The use of low-cost numerical environmental models that assimilate environmental data (sensor data with heterogeneous uncertainty and remote sensing data) to provide affordable information with high-spatial resolution.
More requests of data about air quality, climate and other environmental parameters for other business areas such as financial services, pharma, urban planning etc. In detail, requests from sectors as pharma to know about pollens, cities to know about the impact of climate change mitigation actions, etc.

Startups have also stated other segments of the economy where they have discovered the new signs of opportunities for growth, e.g., fraud prevention – using the Big Data Value Chain Space is possible to prevent the Investment Fraud/Scam and help the investors.

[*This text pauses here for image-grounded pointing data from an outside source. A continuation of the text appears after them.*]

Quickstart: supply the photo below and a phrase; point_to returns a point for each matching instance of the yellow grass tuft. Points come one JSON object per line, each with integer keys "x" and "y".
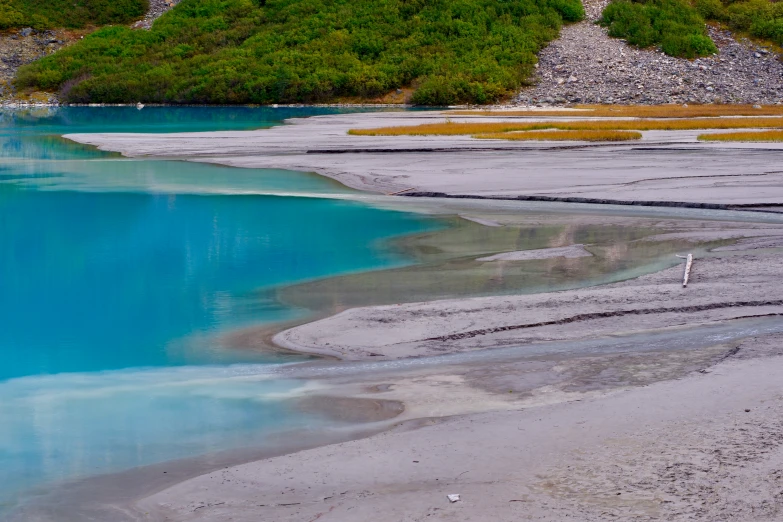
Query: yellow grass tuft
{"x": 557, "y": 135}
{"x": 451, "y": 128}
{"x": 640, "y": 111}
{"x": 775, "y": 135}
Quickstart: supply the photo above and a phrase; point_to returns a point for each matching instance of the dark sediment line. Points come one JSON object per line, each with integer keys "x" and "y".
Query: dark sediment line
{"x": 747, "y": 207}
{"x": 601, "y": 315}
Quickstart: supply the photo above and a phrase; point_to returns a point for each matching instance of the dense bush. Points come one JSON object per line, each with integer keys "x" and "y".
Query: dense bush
{"x": 45, "y": 14}
{"x": 674, "y": 25}
{"x": 759, "y": 18}
{"x": 283, "y": 51}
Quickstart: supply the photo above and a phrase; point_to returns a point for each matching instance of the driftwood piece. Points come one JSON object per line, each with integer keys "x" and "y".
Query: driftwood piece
{"x": 687, "y": 274}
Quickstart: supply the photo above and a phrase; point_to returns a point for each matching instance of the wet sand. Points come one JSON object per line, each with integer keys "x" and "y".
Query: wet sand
{"x": 665, "y": 166}
{"x": 648, "y": 434}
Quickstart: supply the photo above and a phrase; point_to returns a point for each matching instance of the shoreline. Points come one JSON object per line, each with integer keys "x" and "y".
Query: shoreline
{"x": 607, "y": 398}
{"x": 664, "y": 167}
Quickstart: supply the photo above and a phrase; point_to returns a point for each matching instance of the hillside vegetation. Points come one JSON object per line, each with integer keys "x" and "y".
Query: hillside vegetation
{"x": 73, "y": 14}
{"x": 678, "y": 26}
{"x": 288, "y": 51}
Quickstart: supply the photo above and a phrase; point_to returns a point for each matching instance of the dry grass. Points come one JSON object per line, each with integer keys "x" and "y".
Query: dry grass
{"x": 453, "y": 129}
{"x": 557, "y": 135}
{"x": 775, "y": 135}
{"x": 651, "y": 111}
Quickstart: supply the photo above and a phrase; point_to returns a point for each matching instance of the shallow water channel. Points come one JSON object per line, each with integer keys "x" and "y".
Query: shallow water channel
{"x": 121, "y": 279}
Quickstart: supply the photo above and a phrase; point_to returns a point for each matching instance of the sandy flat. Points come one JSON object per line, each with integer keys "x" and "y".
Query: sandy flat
{"x": 651, "y": 432}
{"x": 645, "y": 454}
{"x": 571, "y": 252}
{"x": 663, "y": 166}
{"x": 720, "y": 288}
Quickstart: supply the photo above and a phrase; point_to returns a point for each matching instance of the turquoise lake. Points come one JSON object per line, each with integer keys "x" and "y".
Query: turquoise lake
{"x": 118, "y": 278}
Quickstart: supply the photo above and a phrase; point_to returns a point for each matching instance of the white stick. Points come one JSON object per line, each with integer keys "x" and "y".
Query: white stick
{"x": 688, "y": 265}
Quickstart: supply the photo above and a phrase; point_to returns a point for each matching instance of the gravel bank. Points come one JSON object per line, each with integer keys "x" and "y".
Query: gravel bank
{"x": 585, "y": 65}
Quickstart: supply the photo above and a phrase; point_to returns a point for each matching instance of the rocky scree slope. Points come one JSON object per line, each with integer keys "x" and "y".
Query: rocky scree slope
{"x": 23, "y": 46}
{"x": 585, "y": 65}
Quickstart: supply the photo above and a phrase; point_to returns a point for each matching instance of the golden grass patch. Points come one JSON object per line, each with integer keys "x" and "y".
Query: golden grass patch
{"x": 637, "y": 111}
{"x": 559, "y": 135}
{"x": 452, "y": 129}
{"x": 775, "y": 135}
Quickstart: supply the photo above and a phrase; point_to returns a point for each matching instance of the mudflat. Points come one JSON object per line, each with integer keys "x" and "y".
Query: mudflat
{"x": 664, "y": 166}
{"x": 635, "y": 400}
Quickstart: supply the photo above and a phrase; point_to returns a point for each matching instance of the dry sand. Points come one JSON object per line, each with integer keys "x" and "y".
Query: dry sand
{"x": 570, "y": 252}
{"x": 662, "y": 434}
{"x": 663, "y": 166}
{"x": 678, "y": 450}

In healthcare, the rise of comprehensive electronic health records (EHRs) offers promising opportunities for application of existing risk scores and for development and validation of new models. The EHR data include large numbers of individuals, usually greatly exceeding sample sizes available in individual trials or registries.

Some startups saw the opportunity to power the current space of data analytics from customer data, especially in the field of cross-data analysis compliant with GDPR and blending of transaction data with behavioral data, including data extraction from sensors.

In general, startups see the clear need for standardisation of data. There is the old challenge for FAIR (Findability, Accessibility, Interoperability, and Reuse of digital assets) data principles not only regarding scientific data but any kind of data silo or data lake. Moreover, there is a strong opportunity for data harmonisation services to facilitate the development of system-to-system communication interfaces.

Lastly, it is stated that technology providers could collaborate to integrate and offer more holistic solutions. In addition, niche markets can benefit from data sharing and Machine Learning federative approaches. However, in these scenarios, data value is transferred to the technical partner.